Why your Boss Wants you Thumb Twiddling
Remember that the goals of the Batman are to shield the rest of the team from interrupts and provide predictable lead times to our external customers. To accomplish this, there is real math that explains the the person in this role should not be 100% utilized. That is to say, they should not be busy.
Here is the math:
LeadTime = (% utilization * time) / (100% - % utilization),
Here is a concrete example:
Consider Batman is busy 50% of the time in this role. He might appear to a slacker, but (50% * 1 hour) / (100% - 50%) means the lead time on a starting the request is about 1 hour. Let’s call this acceptable.
Now let’s think about Superman and that he is busy 90% of the time in the role. At first blush Superman looks like a super hero, but (90% * 1hour) / (100% - 90%) = 9 hours lead time to get a task started. That means someone would have to wait over a day to get something from us.
Clearly Batman is better than Superman when considering that we want to be able to handle things quickly and predictably for our external customers.
Put Another Way
When you are Batman, it is not only “okay” not to be busy, it is necessary. That feels weird. Use the time to remove some toil. Study for an AWS exam. Read up on App Sec or play with Hunter 2. Be ready to set that aside when new work comes to us via an Ops Request ticket or an escalated tag in Slack.

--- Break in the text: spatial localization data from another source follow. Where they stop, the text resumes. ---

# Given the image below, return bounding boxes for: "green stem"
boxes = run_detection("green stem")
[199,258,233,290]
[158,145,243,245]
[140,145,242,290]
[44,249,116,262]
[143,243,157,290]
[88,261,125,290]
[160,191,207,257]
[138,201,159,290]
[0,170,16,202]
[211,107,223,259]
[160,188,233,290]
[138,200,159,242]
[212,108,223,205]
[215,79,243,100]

Another way to think of it is like this: Firemen spend most of their time on shift cleaning and doing minor training. Fireman are first responders. So is Batman.
Put in Context of On Call
On-call sucks. The person who has to stay close to their work space so they are ready to respond for their week and get up at night when things are at their worst is the right person to also be in a role that is designed to be less busy and pressure filled during the day.